The Learning Benefits

This approach offers several pedagogical advantages:

Active Learning: You must think through each step rather than passively receiving an answer. The cognitive load of deciding what to try next keeps you engaged with the mathematical reasoning.

Immediate Feedback: Unlike working problems on paper where errors might not surface until you check your final answer, Lean catches mistakes at each step. This prevents you from building incorrect reasoning on top of early errors.

Confidence Building: When Lean accepts your step, you know it’s mathematically sound. This builds confidence in your algebraic skills and helps you recognize correct reasoning patterns.

Error Isolation: If you make a mistake, you know exactly where it occurred. Instead of having to re-solve the entire problem, you can focus on understanding why that particular step was invalid.

Avoiding the Cheating Trap

The key to using Lean ethically for homework is maintaining the right relationship with the tool. Lean should verify your thinking, not replace it. Here are some guidelines:

  • Don’t use Lean to generate solutions: Resist the temptation to try random manipulations until something works.
  • Plan your steps first: Think through your approach on paper before encoding it in Lean.
  • Understand rejections: When Lean rejects a step, work to understand why rather than just trying alternatives.
  • Use it for verification, not exploration: Lean works best when you have a clear idea of what you want to check.

Limitations and Realistic Expectations

Lean isn’t magic.
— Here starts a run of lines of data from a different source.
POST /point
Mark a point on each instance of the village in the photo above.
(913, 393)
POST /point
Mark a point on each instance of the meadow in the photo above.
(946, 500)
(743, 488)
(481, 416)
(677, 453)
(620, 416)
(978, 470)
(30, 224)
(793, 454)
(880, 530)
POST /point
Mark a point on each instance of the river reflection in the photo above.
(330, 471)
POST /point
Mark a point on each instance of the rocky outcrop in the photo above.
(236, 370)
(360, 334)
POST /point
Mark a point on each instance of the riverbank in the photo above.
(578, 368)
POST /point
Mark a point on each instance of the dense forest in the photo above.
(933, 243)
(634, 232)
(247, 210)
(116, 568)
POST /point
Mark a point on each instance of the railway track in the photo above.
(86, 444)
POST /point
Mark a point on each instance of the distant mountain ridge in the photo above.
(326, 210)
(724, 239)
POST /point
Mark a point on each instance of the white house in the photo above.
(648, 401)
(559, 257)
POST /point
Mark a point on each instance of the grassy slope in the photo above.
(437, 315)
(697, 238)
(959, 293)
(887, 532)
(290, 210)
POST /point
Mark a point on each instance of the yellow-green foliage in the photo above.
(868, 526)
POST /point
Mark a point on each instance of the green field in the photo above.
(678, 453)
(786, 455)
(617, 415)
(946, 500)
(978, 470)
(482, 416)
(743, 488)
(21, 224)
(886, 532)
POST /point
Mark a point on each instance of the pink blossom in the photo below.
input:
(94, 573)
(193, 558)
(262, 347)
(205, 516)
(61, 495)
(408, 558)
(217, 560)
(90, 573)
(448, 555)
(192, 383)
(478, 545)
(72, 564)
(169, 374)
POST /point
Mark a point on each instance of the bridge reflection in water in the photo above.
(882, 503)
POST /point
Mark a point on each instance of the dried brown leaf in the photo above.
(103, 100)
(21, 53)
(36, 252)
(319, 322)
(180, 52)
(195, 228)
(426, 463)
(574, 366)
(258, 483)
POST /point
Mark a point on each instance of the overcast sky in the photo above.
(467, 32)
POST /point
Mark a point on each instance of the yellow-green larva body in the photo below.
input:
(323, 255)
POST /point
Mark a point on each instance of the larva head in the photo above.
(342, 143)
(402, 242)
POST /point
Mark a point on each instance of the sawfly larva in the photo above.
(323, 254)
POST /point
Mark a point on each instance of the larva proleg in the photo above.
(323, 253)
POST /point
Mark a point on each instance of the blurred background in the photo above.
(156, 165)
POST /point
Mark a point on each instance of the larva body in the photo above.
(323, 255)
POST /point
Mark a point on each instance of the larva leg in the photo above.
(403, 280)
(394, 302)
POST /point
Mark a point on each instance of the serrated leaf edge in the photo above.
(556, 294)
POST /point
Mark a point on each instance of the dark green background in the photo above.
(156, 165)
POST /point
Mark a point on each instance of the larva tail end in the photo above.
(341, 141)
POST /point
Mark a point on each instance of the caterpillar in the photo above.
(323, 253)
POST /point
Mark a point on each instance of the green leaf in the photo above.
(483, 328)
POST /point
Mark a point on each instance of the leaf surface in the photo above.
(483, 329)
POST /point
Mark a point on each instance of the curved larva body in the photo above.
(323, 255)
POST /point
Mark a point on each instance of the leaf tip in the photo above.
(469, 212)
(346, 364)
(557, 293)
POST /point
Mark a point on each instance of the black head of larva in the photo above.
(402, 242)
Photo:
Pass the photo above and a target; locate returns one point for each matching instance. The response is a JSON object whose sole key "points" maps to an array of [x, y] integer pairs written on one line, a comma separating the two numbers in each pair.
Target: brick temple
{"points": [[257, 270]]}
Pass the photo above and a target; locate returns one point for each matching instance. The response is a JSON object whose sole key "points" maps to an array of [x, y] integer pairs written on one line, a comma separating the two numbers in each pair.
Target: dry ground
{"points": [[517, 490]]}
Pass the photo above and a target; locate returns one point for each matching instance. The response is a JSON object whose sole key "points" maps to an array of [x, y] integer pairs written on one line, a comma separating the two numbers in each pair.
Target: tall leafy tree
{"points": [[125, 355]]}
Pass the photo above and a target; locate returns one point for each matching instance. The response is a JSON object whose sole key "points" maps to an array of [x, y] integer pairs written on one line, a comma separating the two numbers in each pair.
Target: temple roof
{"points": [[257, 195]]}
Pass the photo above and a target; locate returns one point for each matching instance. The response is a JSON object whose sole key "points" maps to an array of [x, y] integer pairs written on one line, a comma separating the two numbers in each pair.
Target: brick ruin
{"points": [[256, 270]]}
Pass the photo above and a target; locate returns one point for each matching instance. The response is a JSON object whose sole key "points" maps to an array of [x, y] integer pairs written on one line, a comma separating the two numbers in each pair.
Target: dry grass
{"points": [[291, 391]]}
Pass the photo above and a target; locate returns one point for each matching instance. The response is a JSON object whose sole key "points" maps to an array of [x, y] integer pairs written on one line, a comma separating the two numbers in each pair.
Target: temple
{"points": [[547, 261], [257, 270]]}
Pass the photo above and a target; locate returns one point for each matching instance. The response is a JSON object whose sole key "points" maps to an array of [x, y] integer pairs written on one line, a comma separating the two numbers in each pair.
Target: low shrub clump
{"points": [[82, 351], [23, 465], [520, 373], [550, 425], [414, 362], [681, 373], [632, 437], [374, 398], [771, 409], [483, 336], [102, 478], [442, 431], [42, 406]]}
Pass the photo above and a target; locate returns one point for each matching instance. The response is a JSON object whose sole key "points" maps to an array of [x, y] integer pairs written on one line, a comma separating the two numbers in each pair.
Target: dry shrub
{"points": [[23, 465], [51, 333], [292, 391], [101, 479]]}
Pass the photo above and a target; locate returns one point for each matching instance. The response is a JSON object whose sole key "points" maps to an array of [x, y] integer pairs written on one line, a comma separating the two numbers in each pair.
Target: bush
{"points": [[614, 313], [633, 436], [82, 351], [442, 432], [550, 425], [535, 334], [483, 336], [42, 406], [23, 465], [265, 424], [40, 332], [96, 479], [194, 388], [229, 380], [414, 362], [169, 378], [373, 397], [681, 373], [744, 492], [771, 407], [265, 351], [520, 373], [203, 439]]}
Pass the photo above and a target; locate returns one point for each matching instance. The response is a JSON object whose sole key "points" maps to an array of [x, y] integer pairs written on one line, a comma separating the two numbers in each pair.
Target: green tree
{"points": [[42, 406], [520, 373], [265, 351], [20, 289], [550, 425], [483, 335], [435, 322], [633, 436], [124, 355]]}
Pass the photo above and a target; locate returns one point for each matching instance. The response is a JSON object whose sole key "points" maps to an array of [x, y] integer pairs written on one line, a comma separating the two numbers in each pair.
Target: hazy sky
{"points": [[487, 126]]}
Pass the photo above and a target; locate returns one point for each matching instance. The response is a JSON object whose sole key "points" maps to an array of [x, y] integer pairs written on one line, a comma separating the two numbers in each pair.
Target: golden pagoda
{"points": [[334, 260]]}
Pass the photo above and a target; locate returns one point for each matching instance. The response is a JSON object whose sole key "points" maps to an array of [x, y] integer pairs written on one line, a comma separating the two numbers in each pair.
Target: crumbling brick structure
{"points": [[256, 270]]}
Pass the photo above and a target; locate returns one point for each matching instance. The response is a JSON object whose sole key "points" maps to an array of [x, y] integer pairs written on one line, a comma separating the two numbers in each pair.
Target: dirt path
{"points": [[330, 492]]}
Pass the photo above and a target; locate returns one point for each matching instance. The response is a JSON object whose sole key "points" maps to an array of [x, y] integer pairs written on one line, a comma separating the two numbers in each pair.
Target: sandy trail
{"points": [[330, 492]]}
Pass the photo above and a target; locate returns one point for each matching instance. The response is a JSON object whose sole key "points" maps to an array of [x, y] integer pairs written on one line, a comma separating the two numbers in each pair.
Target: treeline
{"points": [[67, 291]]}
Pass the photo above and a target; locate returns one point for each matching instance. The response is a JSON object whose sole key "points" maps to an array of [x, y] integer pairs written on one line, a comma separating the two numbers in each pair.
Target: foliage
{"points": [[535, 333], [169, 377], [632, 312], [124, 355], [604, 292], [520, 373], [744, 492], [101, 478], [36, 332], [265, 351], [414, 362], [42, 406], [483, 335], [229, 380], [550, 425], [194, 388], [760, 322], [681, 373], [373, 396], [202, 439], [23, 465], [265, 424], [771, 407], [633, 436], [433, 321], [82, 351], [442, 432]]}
It has limitations that are important to understand:

  • Setup overhead: Getting the imports and syntax right takes time initially.
  • Syntax learning curve: Lean’s notation may differ from standard mathematical notation.
  • Limited scope: Some advanced techniques (like trigonometric identities) require additional libraries or tactics.
  • Error messages: When things go wrong, Lean’s error messages can be cryptic for beginners.

Conclusion

Lean 4 with linarith and ring offers a middle path between doing algebra completely by hand and having a computer solve everything for you. It preserves the essential learning experience - the mathematical reasoning and decision-making - while providing reliable verification of each step.

This approach treats mathematics as a dialogue between human intuition and mechanical verification. You provide the mathematical insight and creative problem-solving, while Lean ensures logical consistency and computational accuracy. The result is a learning experience that builds both confidence and competence in algebraic manipulation.

For students willing to invest in learning the basic Lean syntax, this method can transform algebra homework from a source of anxiety into an opportunity for mathematical exploration with a safety net. You get to be the mathematician, while Lean serves as your meticulous, patient, and always-available teaching assistant.